Bapak datang dengan pakaian rapih. Membuat ibu dan Wisnu
seketika berdiri.
“Assalamu’alaikum,
bapak.” Sapa Wisnu seraya mencium tangan bapak.
“Wa’alaikumsalam.
Bagaimana? Sehat?”
“Alhamdulillah
pak, sehat.”
Tiba-tiba
saja, oksigen di rumah Karina terasa hampir habis. Wisnu tak tahu harus
memulainya dari mana. Ia jadi kesulitan bicara. Bapak juga ikut diam. Mungkin
tahu perihal apa sebenarnya yang ingin Wisnu bicarakan. Memberi kesempatan
untuk bujang ini memulai.
“sudah
berapa lama kalian kenal?” akhirnya, setelah hening beberapa saat, pertanyaan
dari mulut bapak pun melesat.
“enam
bulan, pak.” Jawab Wisnu sambil terus menunduk.
“lalu
kamu datang untuk melamar anak bapak?” tanpa basa-basi. Habislah Wisnu yang
sekarang sedang berkeringat dingin mendengar pertanyaan itu.
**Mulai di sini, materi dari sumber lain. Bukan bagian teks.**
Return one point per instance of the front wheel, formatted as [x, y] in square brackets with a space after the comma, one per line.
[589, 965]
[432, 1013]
Seharusnya ia
bersyukur karena tak harus repot mencari kata pembuka untuk acara lamaran ini.
Pertanyaan bapak benar-benar membantunya. Tapi, tetap saja, keringat itu sulit
sekali dihentikannya.
“benar,
pak.”
“punya
apa kamu sampai berani melamar anak bapak?”
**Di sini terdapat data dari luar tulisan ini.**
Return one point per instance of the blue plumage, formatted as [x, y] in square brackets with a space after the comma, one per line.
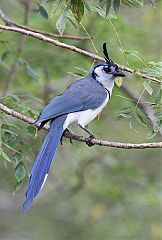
[43, 160]
[82, 101]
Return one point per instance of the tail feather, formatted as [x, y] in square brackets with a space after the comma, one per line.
[43, 161]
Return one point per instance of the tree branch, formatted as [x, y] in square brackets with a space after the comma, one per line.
[144, 106]
[10, 22]
[81, 138]
[72, 48]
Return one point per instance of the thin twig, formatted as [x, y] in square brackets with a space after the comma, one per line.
[144, 106]
[67, 134]
[72, 48]
[10, 22]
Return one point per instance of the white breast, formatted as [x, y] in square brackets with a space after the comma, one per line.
[84, 117]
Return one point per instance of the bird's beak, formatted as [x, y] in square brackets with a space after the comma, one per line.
[119, 73]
Wisnu benar-benar bingung kali ini. Ia hanya ingin
menikah. Menyempurnakan separuh agamanya. Ingin beribadah pada-Nya. Tapi ‘punya
apa?’ benar-benar pertanyaan yang ia sendiri tak tahu harus dengan apa
menjawabnya.
“saya
belum punya apa-apa, pak. Saya hanya punya keyakinan bahwa Allah akan
mencukupkan mereka yang menikah untuk beribadah pada-Nya.”
Mata bapak melirik tajam.
“tapi
bapak tenang saja. Saya sudah punya pekerjaan dan sudah menyiapkan biaya untuk
pernikahan.” Kata Wisnu tanpa ragu. Mata bapak masih menyorot tajam, tapi
bibirnya hanya diam.
“maaf
nak, sebelumnya. Kalau boleh ibu tahu, berapa mahar yang sudah kamu siapkan
untuk menikahi Karina?” kali ini ibu yang memecah keheningan.
“saya
sudah menyiapkan uang tunai sebesar 15 juta dan emas 10 gram sebagai mahar.”
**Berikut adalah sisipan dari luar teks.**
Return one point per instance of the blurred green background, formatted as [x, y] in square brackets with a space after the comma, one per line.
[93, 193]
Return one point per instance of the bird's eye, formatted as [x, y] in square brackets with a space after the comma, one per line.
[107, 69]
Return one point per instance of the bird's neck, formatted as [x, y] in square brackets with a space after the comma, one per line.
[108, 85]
Jawab Wisnu singkat dan apa adanya.
“tapi
nak, kami sudah mematok mahar untuk anak kami, minimal 150 juta.” Jawab
ibu lagi.
“hem…”
Wisnu berfikir keras.
Sudah
hampir jam 12 siang. Mungkin sebentar lagi adzan dzuhur akan terdengar. Ini
musim penghujan, tapi ruang tamu di rumah Karina kali ini benar-benar membuat
Wisnu kepanasan. Tanpa mereka sadari, Karina mendengar semua yang mereka
bicarakan. Ibu hanya tahu Karina sedang tidur siang. Padahal sejak kedatangan
Wisnu, ia sudah siap-siap menemuinya di ruang tamu.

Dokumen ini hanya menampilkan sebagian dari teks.